What if Bride & Seek got the reaction it did because people are sick to death of violence against women being trivialised? - Women's Agenda

What if Bride & Seek got the reaction it did because people are sick to death of violence against women being trivialised?

Quite a lot has been made of The Courier Mail’s ‘Bride & Seek‘ headline that ran on the front page of the Queensland newspaper last Wednesday.  It referred to Stephanie Scott, the school teacher from Leeton who we now know, tragically, was murdered.
20,000 Australians were offended enough to add their signature to a Change.org petition seeking an apology from The Courier Mail. 
Does that represent a critical mass? No. Would you write it off as negligible? Probably not.

The newspaper upset people. It was undoubtedly printed before Scott was known to be murdered. It would have gone to the printers on Tuesday evening, hours before police confirmed that a suspect had been arrested for Scott’s murder on Wednesday morning.

Does that render it appropriate or sensitive? I’d argue not. Was it known that the likely situation was not of a runaway bride but a victim of crime? One News Limited journalist confirmed to me that the very real suspicion conveyed by police in Leeton on Tuesday night was foul play. But even if it wasn’t, even if Scott was merely missing, was the headline respectful to the individuals involved? To Scott? To her family? To her fiancé?

What if the reaction to the headline wasn’t, as suggested in one national newspaper today, merely feminists “having it in” for the editor?  What if the reaction wasn’t, as suggested in a weekend paper, a horde of citizens happily interpreting the copy in the least charitable way? 

What if people are just generally fed up with the media treating people – victims of crime or otherwise – as collateral? What if the reaction was borne out of a genuine desire to see a little more respect delivered? A little leadership? Particularly in the realm of crime.

What if men and women – feminist or otherwise – recognise that no newspaper headline anywhere exists in a vacuum and that ‘bride & seek’ simply plays to the lowest common denominator? What if men and women who expressed their distaste at the headline did so not because they want to cast any single editor or masthead as the villain or the victim, but because they have had enough?

Because they recognise the broader context and they want better. What if they recognise that we have a problem, that the headline is both symptomatic and emblematic of?

Australia now equals the UK for the number of women that are killed each week by men, yet our population is one third of the size of theirs. This is not a hypothetical problem. It is real and as the Canberra bureau chief of The Australian Phillip Hudson observed today it is an emergnecy that desperately requires leadership.  

Does “Bride & Seek” create violence? Does it cause death? Is it a contributing factor to domestic violence? Of course not.

Did it trivialise the life of a woman who was killed? Yes.

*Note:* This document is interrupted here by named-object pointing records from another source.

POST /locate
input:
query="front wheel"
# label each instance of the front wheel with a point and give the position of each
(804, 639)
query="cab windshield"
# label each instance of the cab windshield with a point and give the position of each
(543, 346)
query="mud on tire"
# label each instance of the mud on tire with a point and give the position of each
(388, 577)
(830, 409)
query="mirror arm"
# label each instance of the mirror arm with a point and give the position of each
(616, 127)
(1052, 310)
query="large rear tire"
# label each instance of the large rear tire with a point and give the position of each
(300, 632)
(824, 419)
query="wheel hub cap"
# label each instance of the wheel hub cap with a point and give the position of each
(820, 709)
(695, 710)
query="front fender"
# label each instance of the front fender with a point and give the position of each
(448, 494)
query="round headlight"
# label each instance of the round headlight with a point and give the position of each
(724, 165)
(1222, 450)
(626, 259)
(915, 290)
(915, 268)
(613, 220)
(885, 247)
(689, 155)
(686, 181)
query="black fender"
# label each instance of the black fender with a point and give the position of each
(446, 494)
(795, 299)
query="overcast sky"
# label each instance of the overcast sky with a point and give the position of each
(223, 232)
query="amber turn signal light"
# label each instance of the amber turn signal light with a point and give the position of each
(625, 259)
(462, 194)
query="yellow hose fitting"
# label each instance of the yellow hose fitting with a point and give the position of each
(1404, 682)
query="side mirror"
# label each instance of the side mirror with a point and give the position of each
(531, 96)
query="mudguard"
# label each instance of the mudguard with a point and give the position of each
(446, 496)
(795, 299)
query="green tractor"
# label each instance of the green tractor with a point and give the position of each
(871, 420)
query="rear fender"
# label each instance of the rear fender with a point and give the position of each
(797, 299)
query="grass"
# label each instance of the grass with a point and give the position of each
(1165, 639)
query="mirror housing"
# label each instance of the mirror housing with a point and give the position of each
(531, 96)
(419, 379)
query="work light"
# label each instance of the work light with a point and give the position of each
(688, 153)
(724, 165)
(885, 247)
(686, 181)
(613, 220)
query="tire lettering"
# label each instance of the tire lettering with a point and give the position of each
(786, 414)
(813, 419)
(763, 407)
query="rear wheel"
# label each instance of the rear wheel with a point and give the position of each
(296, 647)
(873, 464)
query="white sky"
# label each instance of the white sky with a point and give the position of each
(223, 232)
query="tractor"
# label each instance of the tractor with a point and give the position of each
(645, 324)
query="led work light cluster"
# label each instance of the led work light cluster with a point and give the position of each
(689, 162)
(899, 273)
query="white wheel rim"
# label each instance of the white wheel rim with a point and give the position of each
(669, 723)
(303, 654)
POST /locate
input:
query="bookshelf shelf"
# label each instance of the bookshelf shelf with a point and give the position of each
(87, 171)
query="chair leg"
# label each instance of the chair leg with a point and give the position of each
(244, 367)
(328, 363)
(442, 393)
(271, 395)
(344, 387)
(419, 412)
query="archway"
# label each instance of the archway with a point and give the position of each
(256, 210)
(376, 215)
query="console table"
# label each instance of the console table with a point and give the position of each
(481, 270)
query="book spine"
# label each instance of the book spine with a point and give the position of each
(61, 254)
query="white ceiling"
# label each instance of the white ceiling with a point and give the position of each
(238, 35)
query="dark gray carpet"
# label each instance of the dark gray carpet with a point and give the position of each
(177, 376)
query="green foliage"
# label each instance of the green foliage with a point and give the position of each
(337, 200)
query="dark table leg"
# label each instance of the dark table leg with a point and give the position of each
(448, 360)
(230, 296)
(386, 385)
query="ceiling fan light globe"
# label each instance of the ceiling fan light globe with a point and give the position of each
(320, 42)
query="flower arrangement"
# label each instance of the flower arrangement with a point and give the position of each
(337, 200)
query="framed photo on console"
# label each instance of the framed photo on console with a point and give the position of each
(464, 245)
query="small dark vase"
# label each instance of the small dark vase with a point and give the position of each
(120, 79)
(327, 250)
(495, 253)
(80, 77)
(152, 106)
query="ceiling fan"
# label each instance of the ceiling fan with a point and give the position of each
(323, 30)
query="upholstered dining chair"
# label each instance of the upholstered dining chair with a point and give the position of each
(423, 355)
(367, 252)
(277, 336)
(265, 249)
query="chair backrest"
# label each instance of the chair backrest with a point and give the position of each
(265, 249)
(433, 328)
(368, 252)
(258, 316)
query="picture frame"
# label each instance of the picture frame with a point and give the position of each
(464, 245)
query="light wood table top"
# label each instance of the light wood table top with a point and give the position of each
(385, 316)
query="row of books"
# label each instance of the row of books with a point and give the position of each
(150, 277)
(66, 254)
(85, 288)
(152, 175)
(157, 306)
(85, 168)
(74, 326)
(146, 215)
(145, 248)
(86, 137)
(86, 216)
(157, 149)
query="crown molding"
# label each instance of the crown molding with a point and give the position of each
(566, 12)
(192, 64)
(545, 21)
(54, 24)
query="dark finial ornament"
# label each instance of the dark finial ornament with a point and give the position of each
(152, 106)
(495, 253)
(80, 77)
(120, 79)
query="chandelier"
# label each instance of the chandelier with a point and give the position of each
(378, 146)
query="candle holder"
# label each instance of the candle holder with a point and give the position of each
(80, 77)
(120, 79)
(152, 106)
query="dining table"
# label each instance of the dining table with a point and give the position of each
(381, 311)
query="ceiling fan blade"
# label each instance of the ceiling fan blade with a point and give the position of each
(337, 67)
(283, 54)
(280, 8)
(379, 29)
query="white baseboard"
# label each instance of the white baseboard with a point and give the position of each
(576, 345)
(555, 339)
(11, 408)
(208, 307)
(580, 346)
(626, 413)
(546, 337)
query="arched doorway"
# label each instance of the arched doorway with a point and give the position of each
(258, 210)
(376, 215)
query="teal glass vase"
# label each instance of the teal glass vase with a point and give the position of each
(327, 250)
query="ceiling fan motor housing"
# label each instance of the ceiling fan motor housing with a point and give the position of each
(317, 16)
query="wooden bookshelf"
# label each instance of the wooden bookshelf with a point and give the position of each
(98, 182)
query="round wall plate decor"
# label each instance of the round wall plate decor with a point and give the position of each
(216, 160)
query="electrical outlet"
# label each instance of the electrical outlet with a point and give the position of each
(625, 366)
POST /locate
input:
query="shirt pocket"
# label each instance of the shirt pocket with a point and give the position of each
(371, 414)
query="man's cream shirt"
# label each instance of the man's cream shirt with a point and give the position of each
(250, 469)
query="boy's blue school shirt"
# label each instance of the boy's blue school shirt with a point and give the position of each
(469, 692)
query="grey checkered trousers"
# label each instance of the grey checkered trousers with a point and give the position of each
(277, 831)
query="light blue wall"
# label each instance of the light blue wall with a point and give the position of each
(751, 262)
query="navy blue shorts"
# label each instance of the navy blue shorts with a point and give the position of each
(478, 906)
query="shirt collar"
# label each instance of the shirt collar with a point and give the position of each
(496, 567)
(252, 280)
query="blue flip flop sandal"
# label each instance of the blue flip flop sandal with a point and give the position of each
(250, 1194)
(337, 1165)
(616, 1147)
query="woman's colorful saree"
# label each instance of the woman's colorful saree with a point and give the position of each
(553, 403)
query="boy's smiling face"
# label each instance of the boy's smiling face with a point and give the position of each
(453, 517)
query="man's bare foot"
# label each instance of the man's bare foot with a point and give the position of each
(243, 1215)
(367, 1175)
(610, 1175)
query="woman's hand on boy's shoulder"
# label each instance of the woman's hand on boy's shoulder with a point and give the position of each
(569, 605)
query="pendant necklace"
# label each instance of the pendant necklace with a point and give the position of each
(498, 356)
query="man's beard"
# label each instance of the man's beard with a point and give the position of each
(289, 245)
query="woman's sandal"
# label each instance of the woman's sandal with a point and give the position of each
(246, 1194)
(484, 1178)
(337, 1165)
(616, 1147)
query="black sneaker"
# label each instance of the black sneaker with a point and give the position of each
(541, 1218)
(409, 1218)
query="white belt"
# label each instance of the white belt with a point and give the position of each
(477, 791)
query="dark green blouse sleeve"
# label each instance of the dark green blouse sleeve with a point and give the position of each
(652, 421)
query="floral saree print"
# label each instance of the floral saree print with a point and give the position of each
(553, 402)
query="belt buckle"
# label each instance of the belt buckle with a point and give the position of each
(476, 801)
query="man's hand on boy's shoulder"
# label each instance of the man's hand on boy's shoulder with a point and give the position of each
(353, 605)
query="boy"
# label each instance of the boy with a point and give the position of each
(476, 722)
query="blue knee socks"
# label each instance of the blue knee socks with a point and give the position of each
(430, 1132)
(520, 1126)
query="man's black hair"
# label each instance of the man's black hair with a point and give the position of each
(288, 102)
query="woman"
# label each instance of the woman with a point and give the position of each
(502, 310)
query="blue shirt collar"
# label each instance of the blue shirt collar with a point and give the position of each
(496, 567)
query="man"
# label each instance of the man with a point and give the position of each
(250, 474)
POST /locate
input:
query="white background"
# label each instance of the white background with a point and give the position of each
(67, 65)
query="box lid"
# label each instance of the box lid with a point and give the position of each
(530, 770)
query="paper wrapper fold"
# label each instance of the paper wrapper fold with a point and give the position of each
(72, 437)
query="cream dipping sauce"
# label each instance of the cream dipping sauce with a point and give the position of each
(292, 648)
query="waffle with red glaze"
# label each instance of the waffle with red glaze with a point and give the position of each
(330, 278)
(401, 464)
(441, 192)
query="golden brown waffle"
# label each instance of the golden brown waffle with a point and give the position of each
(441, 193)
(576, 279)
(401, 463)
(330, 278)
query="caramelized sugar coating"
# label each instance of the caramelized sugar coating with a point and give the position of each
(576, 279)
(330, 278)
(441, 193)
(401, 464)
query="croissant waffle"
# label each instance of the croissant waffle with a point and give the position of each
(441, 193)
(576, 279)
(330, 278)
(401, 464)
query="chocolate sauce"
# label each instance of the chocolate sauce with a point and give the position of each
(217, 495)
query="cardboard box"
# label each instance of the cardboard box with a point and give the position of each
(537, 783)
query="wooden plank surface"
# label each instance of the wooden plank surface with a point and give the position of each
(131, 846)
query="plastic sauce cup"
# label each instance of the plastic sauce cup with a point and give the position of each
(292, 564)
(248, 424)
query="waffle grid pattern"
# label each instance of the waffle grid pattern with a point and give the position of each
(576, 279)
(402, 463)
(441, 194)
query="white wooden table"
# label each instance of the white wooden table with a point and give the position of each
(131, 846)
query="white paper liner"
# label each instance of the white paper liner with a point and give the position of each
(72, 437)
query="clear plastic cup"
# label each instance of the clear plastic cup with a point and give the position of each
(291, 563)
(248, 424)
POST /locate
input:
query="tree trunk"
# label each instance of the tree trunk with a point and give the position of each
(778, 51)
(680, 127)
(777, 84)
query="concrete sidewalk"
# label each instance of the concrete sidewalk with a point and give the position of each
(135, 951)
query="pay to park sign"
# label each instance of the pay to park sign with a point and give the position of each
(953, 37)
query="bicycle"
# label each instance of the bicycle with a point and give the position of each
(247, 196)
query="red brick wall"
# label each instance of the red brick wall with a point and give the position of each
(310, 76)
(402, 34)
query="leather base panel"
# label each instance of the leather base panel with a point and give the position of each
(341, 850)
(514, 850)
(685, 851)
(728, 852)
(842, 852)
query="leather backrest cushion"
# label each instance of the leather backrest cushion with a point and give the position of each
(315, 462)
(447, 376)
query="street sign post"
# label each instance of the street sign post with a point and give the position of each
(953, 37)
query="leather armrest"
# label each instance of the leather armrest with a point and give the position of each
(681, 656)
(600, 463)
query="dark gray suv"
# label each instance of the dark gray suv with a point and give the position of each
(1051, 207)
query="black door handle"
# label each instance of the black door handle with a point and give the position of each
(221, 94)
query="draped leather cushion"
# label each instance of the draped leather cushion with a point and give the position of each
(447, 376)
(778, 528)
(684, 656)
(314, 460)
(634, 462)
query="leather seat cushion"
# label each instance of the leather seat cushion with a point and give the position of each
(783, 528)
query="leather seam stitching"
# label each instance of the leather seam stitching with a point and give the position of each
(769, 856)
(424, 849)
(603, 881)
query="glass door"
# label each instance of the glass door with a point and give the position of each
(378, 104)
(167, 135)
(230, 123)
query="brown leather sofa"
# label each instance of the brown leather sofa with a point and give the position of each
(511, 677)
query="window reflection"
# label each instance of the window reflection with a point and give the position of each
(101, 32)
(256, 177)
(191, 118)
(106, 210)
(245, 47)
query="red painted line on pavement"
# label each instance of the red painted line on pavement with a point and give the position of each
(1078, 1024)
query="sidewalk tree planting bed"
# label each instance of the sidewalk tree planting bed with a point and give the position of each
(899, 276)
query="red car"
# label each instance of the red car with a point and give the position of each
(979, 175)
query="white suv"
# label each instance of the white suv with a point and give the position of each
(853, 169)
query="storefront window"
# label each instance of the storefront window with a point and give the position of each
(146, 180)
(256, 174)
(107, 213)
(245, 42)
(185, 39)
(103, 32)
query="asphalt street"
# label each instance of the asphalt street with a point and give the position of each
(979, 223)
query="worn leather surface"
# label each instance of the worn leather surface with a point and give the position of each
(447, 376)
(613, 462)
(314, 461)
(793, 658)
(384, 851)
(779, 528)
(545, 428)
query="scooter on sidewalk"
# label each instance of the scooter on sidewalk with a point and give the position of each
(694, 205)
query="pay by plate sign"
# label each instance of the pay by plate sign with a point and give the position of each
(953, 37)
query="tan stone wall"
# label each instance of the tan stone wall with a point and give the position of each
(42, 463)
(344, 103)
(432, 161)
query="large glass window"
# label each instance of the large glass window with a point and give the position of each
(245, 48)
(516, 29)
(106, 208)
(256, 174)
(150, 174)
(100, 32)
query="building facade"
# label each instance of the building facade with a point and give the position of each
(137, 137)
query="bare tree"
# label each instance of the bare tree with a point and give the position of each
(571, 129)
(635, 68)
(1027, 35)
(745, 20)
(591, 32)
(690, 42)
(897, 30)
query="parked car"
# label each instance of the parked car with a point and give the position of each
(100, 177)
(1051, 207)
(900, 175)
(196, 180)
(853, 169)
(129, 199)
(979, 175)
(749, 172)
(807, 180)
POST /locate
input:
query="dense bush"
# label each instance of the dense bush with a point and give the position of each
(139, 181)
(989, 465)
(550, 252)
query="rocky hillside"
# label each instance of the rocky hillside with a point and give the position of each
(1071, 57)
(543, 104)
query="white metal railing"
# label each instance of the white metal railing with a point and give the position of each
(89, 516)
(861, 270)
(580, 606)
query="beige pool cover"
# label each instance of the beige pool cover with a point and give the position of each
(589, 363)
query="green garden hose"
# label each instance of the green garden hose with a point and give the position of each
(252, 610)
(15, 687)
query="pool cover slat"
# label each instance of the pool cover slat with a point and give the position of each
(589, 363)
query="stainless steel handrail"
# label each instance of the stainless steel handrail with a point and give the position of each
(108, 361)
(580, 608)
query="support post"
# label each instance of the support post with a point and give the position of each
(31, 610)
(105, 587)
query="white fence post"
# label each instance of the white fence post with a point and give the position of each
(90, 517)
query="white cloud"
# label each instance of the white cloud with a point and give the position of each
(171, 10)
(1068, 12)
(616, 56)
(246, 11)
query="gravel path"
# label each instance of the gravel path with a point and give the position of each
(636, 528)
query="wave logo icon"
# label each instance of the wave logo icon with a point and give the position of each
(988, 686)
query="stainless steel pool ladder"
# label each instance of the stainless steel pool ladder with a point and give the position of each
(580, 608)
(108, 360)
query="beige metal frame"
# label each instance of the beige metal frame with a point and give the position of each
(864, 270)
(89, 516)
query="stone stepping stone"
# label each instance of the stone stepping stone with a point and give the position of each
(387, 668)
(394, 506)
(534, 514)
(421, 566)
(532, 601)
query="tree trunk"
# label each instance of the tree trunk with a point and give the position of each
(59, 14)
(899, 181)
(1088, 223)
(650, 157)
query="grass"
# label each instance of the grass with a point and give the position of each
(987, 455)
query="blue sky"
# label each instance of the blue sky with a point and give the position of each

Had the newspaper apologised first thing on Wednesday morning such a characterisation would be unfair. But it didn’t and it still hasn’t. As Lucia Osborne-Crowley wrote last week:

“This headline feeds into an arguably complacent culture surrounding violence against women. Drawing parallels between a violent epidemic and a playful game encourages the notion that violence against women is neither particularly serious nor particularly pressing.”

Violence against women is both serious and pressing, and yet the public response to it is neither. Without leadership from those in power it is likely to remain that way. Luke Ablett captured the resulting frustration from many Australians here: Another woman is murdered and we are telling women not to walk in parks? 

A newspaper headline that trivialises a woman’s life is a lightning rod for criticism because it represents the bigger problem. Here we have an entity with power that is not just unwilling to use that power to demand better, but effectively it’s permitting the worst.

Newspapers are in a privileged position: they can demonstrate leadership, they can influence the agenda, they can set the tone for public discussion. The week before The Courier Mail demonstrated a willingness to do that. It ran cover image of a white ribbon, symbolising the fight against domestic violence, accompanied by the words “domestic violence is not a political football” and, in larger text, the words, “stop it”. 

And yet, the very next week, when faced with the disappearance of a young woman, during a time when the rate of women being killed in Australia is accelerating, it seemingly abandoned that leadership. And that is what I reckon people have had enough of.

Maybe Australians are particularly sensitive right now. Maybe that’s because they’re sick to death of violence against women being trivialised. Can you blame them?